Composition: let’s start!

This week we celebrate anyone who’s ever spent more than a moment arranging fruit in a bowl. The man planning his planting in the garden. The toddler lining up his tractors DON’T TOUCH THEM MAMA! These people are all artists in their way. Last week we looked at genres and subjects; this week we start thinking about the putting together of parts of a picture. Composition. Whether the image is of people, landscape, still-life or abstract, it must work as a whole in which line, shape, colour and light all interact and play their part. Getting things “right” is a matter of instinct and sorting the subject into something effective and legible often happens before work proper begins.


In this drawing Leonardo da Vinci is working out the composition for his cartoon of the Virgin, St Anne, Christ Child and St John the Baptist (a cartoon is a full size preparatory study for a painting). That black tangle of marks is him focussing on the figures, how to interrelate them. Running around the edges of the tangle are a number of alternative frames with slightly differing scales (spot the measurement marks). There is precise method to the madness and THIS is composition in action.

Leonardo da Vinci, The Virgin and Child with Saint Anne and the Infant Saint John the Baptist (‘The Burlington House Cartoon’) about 1499-1500

I’ve gathered some examples to start us thinking about aspects of composition.

History Painting 

Most stories in art taken from history, religion or myth were known to contemporary audiences. If they’re less familiar now it needn’t be a problem because a good artist like Titian can use composition to help the onlooker understand what’s going on.

Titian, Bacchus and Ariadne, 1520-3

Here Bacchus god of wine comes out of the forest with fellow revellers. The right side of the painting is dense with detail. The left side is emptier as Titian isolates the moment Bacchus is struck by love at first sight on seeing Ariadne (she’d been deserted by Theseus, seen sailing off in the background). Titian helps us READ the scene by structuring it around an X: he funnels the drunk disorderliness off to the right and flares the feeling of openness and opportunity to the left. Bacchus – reformed, transformed – is caught at the heart of the cross. The stars (Bacchus turns Ariadne into a constellation to make her immortal) are clear and bright up top. Titian is an excellent composer: what could have turned into a senseless jumble becomes a balanced dynamic narrative through his intelligent organisation.

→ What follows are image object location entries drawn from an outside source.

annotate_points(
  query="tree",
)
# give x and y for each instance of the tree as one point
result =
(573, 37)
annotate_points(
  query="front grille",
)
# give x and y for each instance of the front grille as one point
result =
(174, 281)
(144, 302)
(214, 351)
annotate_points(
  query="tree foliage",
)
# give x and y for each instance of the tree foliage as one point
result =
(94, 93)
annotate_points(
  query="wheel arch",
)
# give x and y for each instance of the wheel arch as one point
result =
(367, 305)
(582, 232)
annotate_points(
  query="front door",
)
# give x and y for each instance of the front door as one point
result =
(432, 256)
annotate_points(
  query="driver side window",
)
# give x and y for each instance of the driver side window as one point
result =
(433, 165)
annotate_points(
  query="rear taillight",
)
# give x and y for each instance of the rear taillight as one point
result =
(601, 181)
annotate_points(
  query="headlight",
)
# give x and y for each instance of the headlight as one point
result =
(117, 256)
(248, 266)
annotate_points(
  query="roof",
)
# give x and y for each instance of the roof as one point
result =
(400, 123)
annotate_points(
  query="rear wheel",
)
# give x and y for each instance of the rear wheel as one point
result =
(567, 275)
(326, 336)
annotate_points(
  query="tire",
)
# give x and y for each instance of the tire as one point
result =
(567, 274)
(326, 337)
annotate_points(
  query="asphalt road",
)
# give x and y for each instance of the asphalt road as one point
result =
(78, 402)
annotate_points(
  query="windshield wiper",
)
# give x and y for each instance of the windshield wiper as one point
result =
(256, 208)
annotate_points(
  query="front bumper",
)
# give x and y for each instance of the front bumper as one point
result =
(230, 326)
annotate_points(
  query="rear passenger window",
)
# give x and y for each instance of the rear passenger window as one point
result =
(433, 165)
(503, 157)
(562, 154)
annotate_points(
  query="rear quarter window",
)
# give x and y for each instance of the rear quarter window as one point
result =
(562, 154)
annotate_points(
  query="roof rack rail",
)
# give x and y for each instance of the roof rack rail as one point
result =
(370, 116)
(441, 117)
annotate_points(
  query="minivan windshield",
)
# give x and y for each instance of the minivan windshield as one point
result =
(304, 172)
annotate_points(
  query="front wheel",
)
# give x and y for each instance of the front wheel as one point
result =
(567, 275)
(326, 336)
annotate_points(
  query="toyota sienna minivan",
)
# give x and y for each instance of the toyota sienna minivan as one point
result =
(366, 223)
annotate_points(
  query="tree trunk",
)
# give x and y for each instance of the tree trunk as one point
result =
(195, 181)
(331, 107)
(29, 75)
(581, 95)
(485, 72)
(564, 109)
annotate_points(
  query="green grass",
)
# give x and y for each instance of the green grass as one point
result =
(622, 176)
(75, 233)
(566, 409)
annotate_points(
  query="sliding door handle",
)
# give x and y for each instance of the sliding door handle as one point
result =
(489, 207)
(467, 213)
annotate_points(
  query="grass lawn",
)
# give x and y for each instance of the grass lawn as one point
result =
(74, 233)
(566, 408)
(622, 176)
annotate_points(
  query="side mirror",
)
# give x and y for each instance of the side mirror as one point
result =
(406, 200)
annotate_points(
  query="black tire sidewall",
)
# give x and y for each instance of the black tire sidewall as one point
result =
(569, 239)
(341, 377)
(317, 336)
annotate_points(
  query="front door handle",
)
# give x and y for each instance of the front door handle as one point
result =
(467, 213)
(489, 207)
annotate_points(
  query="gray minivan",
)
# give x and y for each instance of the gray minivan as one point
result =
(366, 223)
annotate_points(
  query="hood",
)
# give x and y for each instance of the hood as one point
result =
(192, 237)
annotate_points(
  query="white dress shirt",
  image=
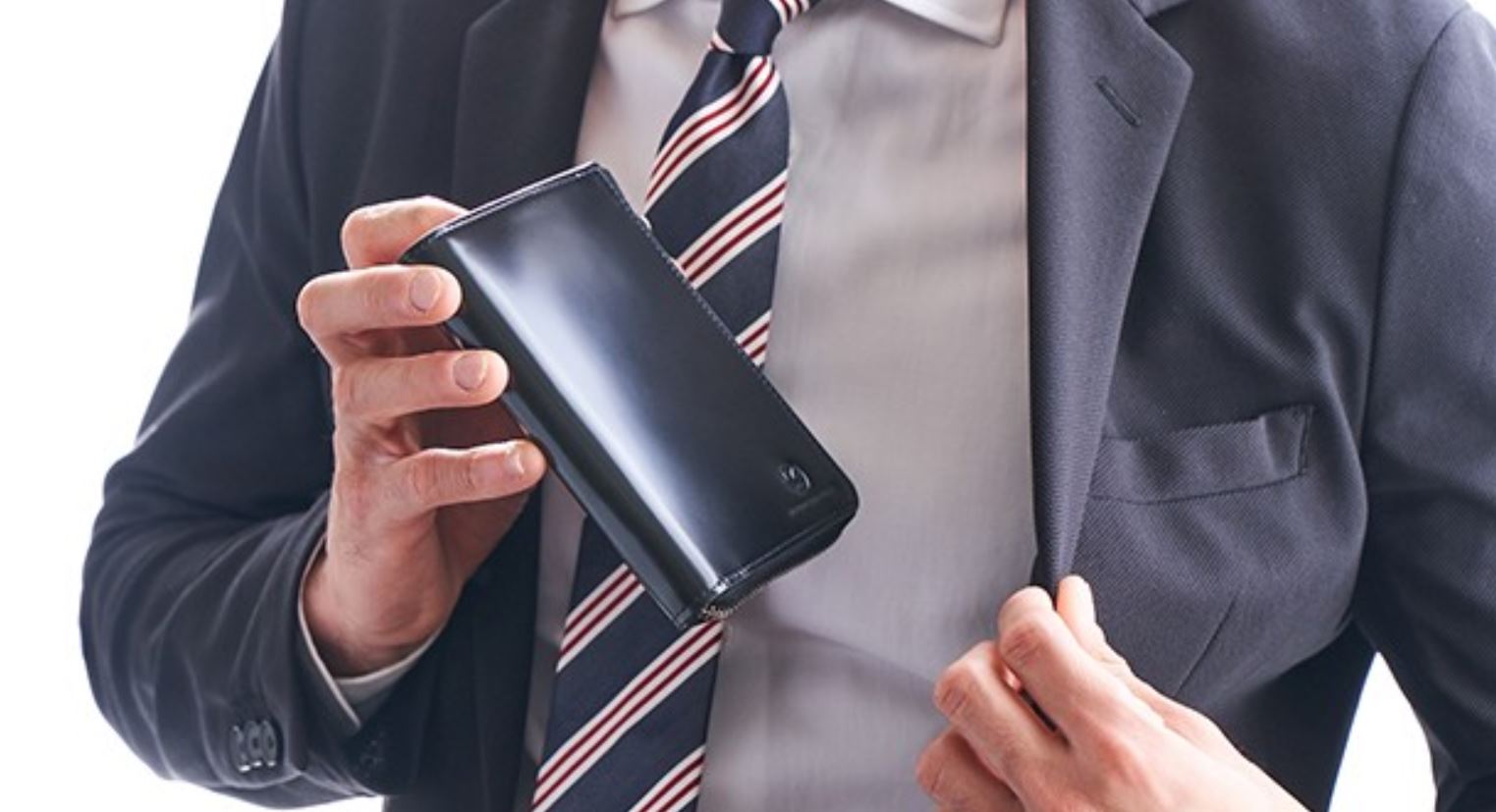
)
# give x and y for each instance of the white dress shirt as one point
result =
(901, 340)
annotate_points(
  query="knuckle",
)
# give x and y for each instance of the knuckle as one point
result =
(1121, 758)
(934, 771)
(955, 688)
(348, 389)
(358, 225)
(306, 300)
(423, 480)
(1192, 724)
(1025, 642)
(470, 476)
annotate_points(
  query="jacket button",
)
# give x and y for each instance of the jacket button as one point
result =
(240, 749)
(254, 743)
(269, 743)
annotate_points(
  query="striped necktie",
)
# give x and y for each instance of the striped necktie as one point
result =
(632, 694)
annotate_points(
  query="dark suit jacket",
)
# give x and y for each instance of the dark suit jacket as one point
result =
(1263, 245)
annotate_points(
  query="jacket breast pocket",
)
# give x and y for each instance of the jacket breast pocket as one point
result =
(1203, 460)
(1175, 525)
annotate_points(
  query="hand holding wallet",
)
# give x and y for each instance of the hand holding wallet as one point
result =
(664, 431)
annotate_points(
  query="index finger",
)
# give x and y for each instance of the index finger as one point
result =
(1073, 689)
(380, 234)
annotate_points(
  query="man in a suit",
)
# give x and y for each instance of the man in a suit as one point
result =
(1190, 298)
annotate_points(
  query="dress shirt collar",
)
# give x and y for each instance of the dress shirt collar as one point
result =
(980, 20)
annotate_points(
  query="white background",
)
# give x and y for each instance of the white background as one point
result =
(128, 111)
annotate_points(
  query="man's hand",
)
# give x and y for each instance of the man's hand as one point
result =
(1101, 737)
(428, 474)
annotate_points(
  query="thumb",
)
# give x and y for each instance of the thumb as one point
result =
(1078, 606)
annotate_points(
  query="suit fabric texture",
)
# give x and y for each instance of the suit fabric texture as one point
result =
(1263, 282)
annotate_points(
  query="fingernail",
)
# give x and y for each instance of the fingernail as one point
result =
(470, 371)
(423, 291)
(521, 460)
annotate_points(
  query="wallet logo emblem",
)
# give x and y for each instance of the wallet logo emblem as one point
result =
(795, 479)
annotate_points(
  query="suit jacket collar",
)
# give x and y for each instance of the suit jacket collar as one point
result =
(1106, 93)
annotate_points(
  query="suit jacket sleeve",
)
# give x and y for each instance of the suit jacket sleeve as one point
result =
(191, 589)
(1427, 591)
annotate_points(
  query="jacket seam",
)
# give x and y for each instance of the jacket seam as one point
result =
(1390, 222)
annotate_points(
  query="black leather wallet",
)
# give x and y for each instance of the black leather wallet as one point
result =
(671, 439)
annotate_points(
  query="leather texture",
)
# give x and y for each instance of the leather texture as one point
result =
(668, 434)
(1235, 206)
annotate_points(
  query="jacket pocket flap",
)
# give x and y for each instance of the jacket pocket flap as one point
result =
(1203, 460)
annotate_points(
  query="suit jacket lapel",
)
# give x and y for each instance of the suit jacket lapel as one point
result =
(1106, 94)
(526, 68)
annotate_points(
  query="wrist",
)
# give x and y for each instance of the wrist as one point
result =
(348, 651)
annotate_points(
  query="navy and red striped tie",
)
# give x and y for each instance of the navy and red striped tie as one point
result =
(632, 694)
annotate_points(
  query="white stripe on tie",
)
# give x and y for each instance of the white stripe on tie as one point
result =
(678, 786)
(689, 143)
(735, 232)
(597, 612)
(588, 745)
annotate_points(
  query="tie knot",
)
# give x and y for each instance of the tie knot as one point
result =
(749, 26)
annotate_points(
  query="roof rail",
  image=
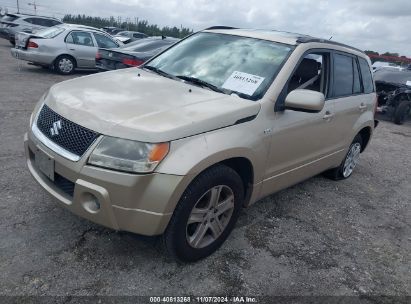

Frans Hals, Militiaman holding a Berkemeyer, known as the ‘Merry Drinker’, ca. 1628 -1630

With portraiture the artist has to think how best to present his sitter. Format (portrait or landscape), size (which depends on the purpose and practicalities of the image), length (how much to include), view (full face, three-quarter or profile) and scale. This is how Frans Hals answered those questions in his portrait of a militiaman.

If the artist has to paint more than one person this can be challenging, especially if the sitters are not able to pose simultaneously. The group must still gel. Here it’s the space between sitters that plays a key part, as does the background which both encompasses the scene and links the characters.

Frans Hals, A Banquet of the Officers of the St George Militia Company, 1616

Here the line of the banner pulls your eye into the painting and the oval placement of the people guides your eye around each face in turn. Nice to meet you gentlemen.


A wide rectangle (“landscape format”) is well-suited to landscapes. In this image Gainsborough loosely uses a formula for the ideal landscape created by the French artist Claude. He’s amassing forms to the left and right, they act as curtains of a sort, framing the view and adding depth.

Thomas Gainsborough, Mountain Landscape with Bridge, c. 1783-4

The people, paths, river and passages of greenery lead the eye through fore and middle grounds and then deliver the gaze right into the distance.


These tend to be indoor compositions and – given the amount of control an artist exerts – here’s the perfect chance to create the ultimate composition. In this mixed media construction called Grey Container (1983) Tony Cragg creates a balance and tension between horizontal and vertical axes. By repeating similar objects he’s encouraging us to se the whole as a sort of design or pattern in which the spaces between the solid shapes are as important as the shapes themselves.

Composition is where the eye first alights when you come into contact with a work of art. What makes composition exciting and relevant is the fact that, more than the basic arrangement of forms and decisions about balance and placement, a work’s composition can reveal deep truths about what the artist was aiming to achieve with the work as a whole.